ReversingLabs A1000 - Advanced search with YARA tags, file metadata and classification
Since search results return instantly, it is easy to refine the matches by any number of metadata filters. Including the ones that are not part of the raw object contents. Such as extracted properties, timestamps, download locations, classification, similarity and even associated threat actors. More than 150 keywords and over 500 automatically applied tags are at disposal for just that purpose. At that point, the only limitation to combining these queries becomes how wild the imagination is.
Protecting with YARA
Another way to think about YARA is as a pattern based detection engine. Pattern matching is the most accurate way to detect a threat. But the accuracy of such detections is proportional to its rigidity. The more accurate the rule the less resilient to changes it is. Likewise, the more accurate the rule the less unwanted detections it generates. The key to writing good detection rules is finding the balance between the two.
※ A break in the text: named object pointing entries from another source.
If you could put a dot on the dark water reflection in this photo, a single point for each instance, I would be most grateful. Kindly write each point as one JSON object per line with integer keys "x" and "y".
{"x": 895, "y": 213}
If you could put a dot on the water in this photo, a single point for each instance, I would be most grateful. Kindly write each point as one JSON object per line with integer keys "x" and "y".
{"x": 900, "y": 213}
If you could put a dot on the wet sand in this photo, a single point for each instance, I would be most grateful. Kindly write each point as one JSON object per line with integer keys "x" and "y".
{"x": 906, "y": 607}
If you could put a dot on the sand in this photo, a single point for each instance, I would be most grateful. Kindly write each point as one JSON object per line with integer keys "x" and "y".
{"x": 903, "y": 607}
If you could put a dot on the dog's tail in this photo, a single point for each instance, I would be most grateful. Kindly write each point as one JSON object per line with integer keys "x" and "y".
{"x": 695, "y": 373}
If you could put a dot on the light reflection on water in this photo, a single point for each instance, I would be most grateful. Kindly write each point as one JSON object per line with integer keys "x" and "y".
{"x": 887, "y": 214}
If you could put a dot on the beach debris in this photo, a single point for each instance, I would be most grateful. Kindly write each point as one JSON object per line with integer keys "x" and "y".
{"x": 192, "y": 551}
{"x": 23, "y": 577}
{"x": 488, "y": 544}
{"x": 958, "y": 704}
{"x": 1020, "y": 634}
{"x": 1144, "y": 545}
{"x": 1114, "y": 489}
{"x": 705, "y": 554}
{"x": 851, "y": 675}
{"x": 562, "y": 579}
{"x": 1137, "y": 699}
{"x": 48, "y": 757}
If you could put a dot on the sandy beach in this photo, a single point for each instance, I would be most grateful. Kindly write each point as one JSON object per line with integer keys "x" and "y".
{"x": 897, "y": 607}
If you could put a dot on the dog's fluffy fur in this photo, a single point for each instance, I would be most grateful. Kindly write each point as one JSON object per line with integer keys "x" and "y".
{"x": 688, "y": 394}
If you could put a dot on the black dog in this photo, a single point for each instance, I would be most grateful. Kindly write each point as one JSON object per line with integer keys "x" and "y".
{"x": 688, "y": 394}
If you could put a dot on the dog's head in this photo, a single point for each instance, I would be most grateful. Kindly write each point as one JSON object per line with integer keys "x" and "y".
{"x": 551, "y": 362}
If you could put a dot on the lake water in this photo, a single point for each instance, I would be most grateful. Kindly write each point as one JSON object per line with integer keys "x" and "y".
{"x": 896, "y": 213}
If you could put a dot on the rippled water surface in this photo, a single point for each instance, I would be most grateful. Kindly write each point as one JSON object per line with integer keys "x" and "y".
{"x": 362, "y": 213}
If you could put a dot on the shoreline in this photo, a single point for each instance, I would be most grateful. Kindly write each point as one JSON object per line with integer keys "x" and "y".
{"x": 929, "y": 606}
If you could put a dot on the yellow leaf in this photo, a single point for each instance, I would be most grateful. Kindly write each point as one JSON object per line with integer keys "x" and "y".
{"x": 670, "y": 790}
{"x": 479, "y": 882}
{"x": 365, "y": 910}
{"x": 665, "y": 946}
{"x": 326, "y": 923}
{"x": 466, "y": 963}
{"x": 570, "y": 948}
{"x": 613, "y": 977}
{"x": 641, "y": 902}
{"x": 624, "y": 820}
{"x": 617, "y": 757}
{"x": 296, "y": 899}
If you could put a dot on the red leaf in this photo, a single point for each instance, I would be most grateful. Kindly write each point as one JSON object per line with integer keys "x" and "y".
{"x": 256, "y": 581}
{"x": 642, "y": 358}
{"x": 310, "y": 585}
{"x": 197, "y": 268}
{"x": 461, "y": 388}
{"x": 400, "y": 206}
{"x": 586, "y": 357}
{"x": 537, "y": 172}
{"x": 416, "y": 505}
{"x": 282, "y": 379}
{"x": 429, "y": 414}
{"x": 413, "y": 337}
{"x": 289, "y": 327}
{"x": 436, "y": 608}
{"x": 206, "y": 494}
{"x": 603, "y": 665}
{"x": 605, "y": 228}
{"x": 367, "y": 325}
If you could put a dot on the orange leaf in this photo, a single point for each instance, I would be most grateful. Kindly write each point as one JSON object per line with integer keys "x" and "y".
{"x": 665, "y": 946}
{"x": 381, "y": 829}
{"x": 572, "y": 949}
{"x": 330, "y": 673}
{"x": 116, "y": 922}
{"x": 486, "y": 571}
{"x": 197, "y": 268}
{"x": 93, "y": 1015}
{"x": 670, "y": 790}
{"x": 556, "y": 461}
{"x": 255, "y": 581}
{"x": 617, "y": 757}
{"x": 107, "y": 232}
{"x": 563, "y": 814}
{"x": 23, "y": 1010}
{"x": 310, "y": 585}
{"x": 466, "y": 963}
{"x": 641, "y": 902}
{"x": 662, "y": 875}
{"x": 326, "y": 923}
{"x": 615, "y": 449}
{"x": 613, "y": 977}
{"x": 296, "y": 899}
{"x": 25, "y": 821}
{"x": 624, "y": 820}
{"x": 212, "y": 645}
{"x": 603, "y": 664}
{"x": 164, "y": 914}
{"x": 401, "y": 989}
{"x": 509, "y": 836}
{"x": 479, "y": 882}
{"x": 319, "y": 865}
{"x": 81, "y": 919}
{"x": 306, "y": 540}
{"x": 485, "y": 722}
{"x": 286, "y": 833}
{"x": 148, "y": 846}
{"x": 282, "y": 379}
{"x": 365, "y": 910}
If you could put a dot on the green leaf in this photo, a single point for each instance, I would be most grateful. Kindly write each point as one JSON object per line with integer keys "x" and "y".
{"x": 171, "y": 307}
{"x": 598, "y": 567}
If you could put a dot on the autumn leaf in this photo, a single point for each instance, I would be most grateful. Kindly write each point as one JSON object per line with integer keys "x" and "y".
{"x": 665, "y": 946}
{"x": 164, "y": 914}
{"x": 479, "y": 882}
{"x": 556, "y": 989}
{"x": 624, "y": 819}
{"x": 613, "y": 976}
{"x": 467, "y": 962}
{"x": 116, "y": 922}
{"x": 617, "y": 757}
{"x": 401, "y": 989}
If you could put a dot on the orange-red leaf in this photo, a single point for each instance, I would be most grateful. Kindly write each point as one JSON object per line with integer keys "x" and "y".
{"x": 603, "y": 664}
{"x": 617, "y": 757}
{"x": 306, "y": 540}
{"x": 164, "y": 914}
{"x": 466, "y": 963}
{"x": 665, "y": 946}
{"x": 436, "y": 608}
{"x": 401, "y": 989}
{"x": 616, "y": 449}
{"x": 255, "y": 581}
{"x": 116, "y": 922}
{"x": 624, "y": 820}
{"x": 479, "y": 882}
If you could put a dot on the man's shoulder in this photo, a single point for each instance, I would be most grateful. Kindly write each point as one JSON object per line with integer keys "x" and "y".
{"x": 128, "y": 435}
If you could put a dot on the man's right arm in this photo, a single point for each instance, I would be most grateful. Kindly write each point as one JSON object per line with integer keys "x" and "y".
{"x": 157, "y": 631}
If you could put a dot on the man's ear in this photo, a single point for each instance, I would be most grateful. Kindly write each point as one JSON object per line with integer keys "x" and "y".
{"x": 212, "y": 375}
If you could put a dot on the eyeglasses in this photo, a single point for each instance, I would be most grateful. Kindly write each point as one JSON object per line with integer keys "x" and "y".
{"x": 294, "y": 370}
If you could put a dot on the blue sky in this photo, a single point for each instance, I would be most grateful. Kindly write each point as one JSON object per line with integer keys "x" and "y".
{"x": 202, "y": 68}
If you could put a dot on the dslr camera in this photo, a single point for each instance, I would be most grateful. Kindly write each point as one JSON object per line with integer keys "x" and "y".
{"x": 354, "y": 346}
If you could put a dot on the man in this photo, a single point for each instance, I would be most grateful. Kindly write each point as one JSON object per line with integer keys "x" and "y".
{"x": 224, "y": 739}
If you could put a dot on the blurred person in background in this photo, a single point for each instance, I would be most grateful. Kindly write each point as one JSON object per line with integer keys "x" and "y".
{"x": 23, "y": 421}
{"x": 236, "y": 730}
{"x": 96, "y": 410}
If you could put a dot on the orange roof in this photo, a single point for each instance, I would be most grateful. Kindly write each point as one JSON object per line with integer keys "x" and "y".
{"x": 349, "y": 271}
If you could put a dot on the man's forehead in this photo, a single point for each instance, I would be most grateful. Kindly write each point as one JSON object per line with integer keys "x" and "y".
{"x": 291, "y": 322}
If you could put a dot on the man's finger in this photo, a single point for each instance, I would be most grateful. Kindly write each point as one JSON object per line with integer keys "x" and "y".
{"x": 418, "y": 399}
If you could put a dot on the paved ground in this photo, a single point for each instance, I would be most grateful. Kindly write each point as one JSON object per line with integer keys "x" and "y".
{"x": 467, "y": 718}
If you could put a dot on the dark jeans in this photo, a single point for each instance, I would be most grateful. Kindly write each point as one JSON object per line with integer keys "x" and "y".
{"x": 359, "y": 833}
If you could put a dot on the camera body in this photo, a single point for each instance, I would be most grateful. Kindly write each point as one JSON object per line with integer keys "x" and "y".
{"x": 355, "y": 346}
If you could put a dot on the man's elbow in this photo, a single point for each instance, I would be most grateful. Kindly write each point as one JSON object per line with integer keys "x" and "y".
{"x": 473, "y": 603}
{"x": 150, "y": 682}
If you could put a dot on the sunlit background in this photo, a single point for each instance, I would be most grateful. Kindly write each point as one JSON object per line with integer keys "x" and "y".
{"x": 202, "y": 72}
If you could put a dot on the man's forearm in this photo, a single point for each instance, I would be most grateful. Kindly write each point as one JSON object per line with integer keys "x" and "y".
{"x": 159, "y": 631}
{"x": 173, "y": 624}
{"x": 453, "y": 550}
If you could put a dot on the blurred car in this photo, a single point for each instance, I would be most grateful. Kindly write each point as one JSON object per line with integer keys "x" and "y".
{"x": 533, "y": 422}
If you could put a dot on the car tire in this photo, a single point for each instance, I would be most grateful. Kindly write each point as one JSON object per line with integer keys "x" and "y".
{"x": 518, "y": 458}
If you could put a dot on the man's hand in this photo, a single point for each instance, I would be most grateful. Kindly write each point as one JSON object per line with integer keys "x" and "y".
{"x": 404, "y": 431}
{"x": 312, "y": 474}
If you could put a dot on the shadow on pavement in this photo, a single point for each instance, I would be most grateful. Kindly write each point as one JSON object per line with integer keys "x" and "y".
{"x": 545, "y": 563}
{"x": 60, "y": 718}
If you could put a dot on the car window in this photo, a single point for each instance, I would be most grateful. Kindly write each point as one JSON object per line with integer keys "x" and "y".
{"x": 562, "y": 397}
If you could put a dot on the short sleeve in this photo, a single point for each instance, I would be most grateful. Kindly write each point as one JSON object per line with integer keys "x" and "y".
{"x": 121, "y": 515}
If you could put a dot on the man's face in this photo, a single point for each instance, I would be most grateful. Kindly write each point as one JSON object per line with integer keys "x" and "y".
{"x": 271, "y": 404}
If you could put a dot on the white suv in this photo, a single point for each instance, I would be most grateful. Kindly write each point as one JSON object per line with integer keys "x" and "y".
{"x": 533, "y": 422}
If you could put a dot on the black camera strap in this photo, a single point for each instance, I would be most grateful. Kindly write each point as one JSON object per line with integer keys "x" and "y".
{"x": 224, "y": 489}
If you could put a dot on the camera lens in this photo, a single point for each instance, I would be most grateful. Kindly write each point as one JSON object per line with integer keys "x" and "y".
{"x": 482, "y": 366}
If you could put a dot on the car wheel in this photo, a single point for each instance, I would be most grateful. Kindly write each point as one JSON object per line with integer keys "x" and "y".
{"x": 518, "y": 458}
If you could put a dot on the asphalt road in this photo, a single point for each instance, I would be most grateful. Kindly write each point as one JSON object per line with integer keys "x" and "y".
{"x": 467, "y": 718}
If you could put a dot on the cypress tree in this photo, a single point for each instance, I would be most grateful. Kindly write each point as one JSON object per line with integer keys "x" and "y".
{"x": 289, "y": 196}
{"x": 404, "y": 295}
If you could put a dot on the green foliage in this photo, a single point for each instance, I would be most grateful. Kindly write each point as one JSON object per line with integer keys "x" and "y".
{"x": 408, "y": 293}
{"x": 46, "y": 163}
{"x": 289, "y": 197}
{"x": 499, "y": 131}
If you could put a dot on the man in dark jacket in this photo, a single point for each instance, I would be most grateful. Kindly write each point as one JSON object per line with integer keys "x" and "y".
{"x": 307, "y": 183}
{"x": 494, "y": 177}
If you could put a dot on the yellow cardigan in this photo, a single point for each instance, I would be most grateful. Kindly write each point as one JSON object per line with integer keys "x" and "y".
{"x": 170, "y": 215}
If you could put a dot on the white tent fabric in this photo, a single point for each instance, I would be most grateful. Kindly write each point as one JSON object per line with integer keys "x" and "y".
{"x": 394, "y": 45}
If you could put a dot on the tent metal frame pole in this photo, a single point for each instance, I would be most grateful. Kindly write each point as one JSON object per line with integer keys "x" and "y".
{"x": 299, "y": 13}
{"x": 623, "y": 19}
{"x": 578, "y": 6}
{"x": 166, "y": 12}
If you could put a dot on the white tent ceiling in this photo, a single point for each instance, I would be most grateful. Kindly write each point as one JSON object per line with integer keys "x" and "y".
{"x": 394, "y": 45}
In terms of protection, YARA rules can play a big role in determining the type of malware that was detected. Accurate pattern matching is a great way to refine heuristic detections into more exact ones. In such systems, heuristic detections act proactively while signatures reinforce their decisions and help to prioritize response.
Titanium Platform is a solution that is based upon this principle. Which, in addition to the dozen detection technologies employed to detect threats, can also have its classification extended through YARA rules. More so than any other security platform, it allows the teams that use it to integrate their best YARA detection rules natively into its classification logic. That extends beyond simple detection to include naming and scoring threats.
Such native integration results in detections that look as if they were produced by the platform itself. YARA rules are therefore first class classification citizens that are available in all features of the platform. Their results can be seen everywhere from reporting to alerting and advanced search.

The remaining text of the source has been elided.